Inference speed may decrease slightly when batch-size increase #6396

Closed
nicklhy opened this issue May 23, 2017 · 19 comments
Closed

Inference speed may decrease slightly when batch-size increase #6396

nicklhy opened this issue May 23, 2017 · 19 comments

Comments

@nicklhy
Copy link
Contributor

nicklhy commented May 23, 2017

Recently, I did some speed benchmark experiments of CNN inference task over a few popular deep learning frameworks (including mxnet). Though mxnet performs excellently in most modern CNN structures (i.e. resnet, inception), I also found mxnet's inference speed curves often drop slightly when batch size is 16, 32 or 64 as below. Is this pretty common?

resnet50

inception-v3

Some of other benchmark results can be found here(Titan X) and here(GTX1080).

@piiswrong
Copy link
Contributor

@ptrendx @ap-hynninen The drop looks weird. Do you observe this? Is it due to cudnn algo selection?

@nicklhy
Copy link
Contributor Author

nicklhy commented May 23, 2017

By the way, MXNET_CUDNN_AUTOTUNE_DEFAULT is 1 in my experiments. The program needs to run performance tests to find the best conv algo each time you run it.

@ghost
Copy link

ghost commented May 23, 2017

Similarly, I did some performance test for cudnn autotuning with the modes "off-0, limited-1, fastest-2", by evaluating time cost for 1000 convolutions.
Surprisingly, the fastest mode takes more time, while turning cudnn off achieves the best speed.

@ptrendx
Copy link
Member

ptrendx commented May 23, 2017

@xioryu Could you share the repro for that?

@nicklhy, @piiswrong We did not do any inference tests, but that is definitely weird behavior - cudnn should not slow down with the increasing batch size.

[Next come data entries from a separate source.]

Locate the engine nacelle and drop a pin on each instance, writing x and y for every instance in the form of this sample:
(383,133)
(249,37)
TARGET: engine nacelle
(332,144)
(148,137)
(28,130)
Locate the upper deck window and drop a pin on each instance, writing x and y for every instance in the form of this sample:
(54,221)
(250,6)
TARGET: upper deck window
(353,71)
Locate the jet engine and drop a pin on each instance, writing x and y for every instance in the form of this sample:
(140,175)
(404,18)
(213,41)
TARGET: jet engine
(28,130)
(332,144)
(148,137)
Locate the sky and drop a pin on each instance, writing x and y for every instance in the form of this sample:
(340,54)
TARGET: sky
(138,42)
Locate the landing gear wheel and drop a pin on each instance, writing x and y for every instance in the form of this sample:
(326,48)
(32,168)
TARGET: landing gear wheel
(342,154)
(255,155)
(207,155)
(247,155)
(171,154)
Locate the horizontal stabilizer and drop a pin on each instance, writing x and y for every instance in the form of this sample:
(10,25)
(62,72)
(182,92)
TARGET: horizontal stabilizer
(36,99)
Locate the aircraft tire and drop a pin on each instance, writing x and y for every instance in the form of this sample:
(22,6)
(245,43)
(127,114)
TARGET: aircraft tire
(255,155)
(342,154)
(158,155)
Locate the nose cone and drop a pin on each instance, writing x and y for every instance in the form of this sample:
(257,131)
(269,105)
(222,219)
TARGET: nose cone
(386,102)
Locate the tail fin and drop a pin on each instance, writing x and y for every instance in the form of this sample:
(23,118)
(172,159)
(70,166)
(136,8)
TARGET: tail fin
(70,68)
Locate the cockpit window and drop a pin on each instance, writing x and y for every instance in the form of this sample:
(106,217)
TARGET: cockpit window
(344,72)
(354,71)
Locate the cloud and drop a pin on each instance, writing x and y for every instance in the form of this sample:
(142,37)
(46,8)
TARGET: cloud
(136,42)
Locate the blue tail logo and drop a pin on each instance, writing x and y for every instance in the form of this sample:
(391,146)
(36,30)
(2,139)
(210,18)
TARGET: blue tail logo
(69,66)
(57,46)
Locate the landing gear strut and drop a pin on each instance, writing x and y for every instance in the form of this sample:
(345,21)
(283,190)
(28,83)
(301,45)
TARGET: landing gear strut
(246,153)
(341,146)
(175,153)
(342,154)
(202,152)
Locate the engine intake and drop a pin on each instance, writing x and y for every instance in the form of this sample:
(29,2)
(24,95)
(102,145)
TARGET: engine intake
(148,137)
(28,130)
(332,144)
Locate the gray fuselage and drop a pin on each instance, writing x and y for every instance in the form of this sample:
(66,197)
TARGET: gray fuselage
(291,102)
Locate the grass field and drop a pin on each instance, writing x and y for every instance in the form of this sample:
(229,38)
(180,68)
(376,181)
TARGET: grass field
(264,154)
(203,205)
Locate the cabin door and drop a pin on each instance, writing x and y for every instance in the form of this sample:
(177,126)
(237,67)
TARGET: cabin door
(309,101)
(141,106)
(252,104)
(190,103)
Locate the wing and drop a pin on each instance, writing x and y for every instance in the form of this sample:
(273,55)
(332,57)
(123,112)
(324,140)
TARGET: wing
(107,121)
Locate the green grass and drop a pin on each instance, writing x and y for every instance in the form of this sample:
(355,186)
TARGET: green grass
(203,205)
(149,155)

Maybe IO? Do you have a script we can use to repro that?

@nicklhy
Copy link
Contributor Author

nicklhy commented May 23, 2017

@ptrendx , you can find my test script here. Notice that all samples are generated randomly before the inference loop. I believe IO is not really a problem at all.

@piiswrong
Copy link
Contributor

Had a quick look at the script. I don't see a burn-in section. Usually you should let the script run for a few iterations for warming up before you start timing it

@nicklhy
Copy link
Contributor Author

nicklhy commented May 24, 2017

@piiswrong , Yes, I didn't do the warm-up running in this script. But I will remove the smallest and largest values over 10 epochs, and then use the remaining's mean value as the final result.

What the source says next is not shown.